Surviving the next significant supply chain disruption will require a level of flexibility that organizations can't achieve with complex spreadsheet formulas alone. The inherently reactive nature of manual processes makes it too challenging to keep pace with shifting market trends and disruptive events.
Becoming Proactive Instead of Reactive
Building technologically-enabled S&OP capabilities has become essential as supply chain organizations pursue digital transformation to ensure better agility and resiliency in the face of constant change. To access more predictive capabilities in a volatile global supply chain environment, business leaders need to streamline S&OP through more advanced automation.
"If you don't measure, you can't manage," said Tim Vadney, senior principal at West Monroe."You need a clear understanding of what your supply picture looks like versus your demand picture. If you get those two elements and the KPIs to understand what's happening on both sides of the coin, then you're able to react to changing market conditions much more quickly."
It's important to note that virtually all small- and medium-sized enterprises will primarily rely on spreadsheets and paper-based processes for S&OP until they reach a certain level of maturity. Then, as organizations grow, the inefficiencies begin to reach a tipping point.

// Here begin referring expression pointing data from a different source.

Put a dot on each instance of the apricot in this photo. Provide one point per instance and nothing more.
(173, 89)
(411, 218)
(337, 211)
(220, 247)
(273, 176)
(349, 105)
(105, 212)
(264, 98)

"Manually running S&OP is fine for businesses of a certain complexity," said Brian Pacula, director at West Monroe. "But at some point, it becomes very high-effort and arduous to maintain the spreadsheet, make sure the data is accurate and try to get real-time data entered into it. At that point, people usually look for more automated solutions that have been purposely built for S&OP process support."
Once sales and operations planning outgrows the spreadsheet, most businesses turn to enterprise resource planning (ERP) and demand planning and forecasting solutions to begin automating specific data inputs for S&OP. According to the survey, 51% of respondents use ERP in their S&OP processes, while 60% use demand planning and forecasting technology.
"First, you want to focus on getting the right data sets and data feeds into the appropriate solution," Pacula said. "For smaller businesses, that might mean getting an ERP first. A lot of the core data you feed into an S&OP process will at first come from the ERP itself. Then after a certain level, that data comes from a more supply-chain specific solution that does some type of demand or supply planning. Solutions for larger organizations will have those functions built in, whereas medium enterprises may need to bolt on a demand planning system. Then you can get into advanced S&OP where you take all these real-time data feeds and present and prescribe all the steps that you should be taking going forward."
A structured S&OP process with sufficient automation capabilities helps improve resiliency by identifying where risk will come from and providing more time to react and make decisions. This extra time provides significant benefits beyond the capabilities of a managed process.
"You just gain more time to react and be proactive instead of making very last-minute decisions," Vadney said. "Better automation practices in S&OP should enable higher inventory turns, lower inventory carrying costs, reduced out-of-stocks with an equivalent increase in sales, reduced intercompany inventory transfer costs and lower inbound and outbound logistics costs."
Shelving Excel
As businesses expand, they will eventually outgrow the capabilities of Google Sheets or Excel for S&OP. However, that doesn't make these desktop applications useless.
"You want to try to remove Excel further upstream where the master data and feeder data are coming from," Pacula said. "But there are a lot of different individuals you have to interact with from different parts of the supply chain, and almost everyone understands how to use Excel."
Though Excel and similar programs eventually lose effectiveness as a processing tool, they remain a convenient communication tool. Given their prevalence in supply chain operations over the past several decades, programs like Excel or Google Sheets provide a ubiquitous method for cross-function communication and collaboration.
"You use Excel for report dissemination," Vadney said. "It's a lot easier for people to play with data when they see it in Excel instead of generating PDFs from a system or trying to get everybody in the same room or on the same Zoom call to look at dashboards or reports. Spreadsheet technology just can't be the fundamental base upon which everything is built after you've reached a certain size. You'll outgrow it pretty quickly—in most cases, when you've reached $50 or $75 million in revenue or have more than one distribution or manufacturing locations."
Manufacturers, distributors and other industrial organizations will need to conduct an internal analysis to determine what level of automation they require in their sales and operations planning process. In the current supply chain environment, companies with well-structured S&OP processes have an opportunity to elevate themselves above competitors through access to relevant data that drives informed decision-making.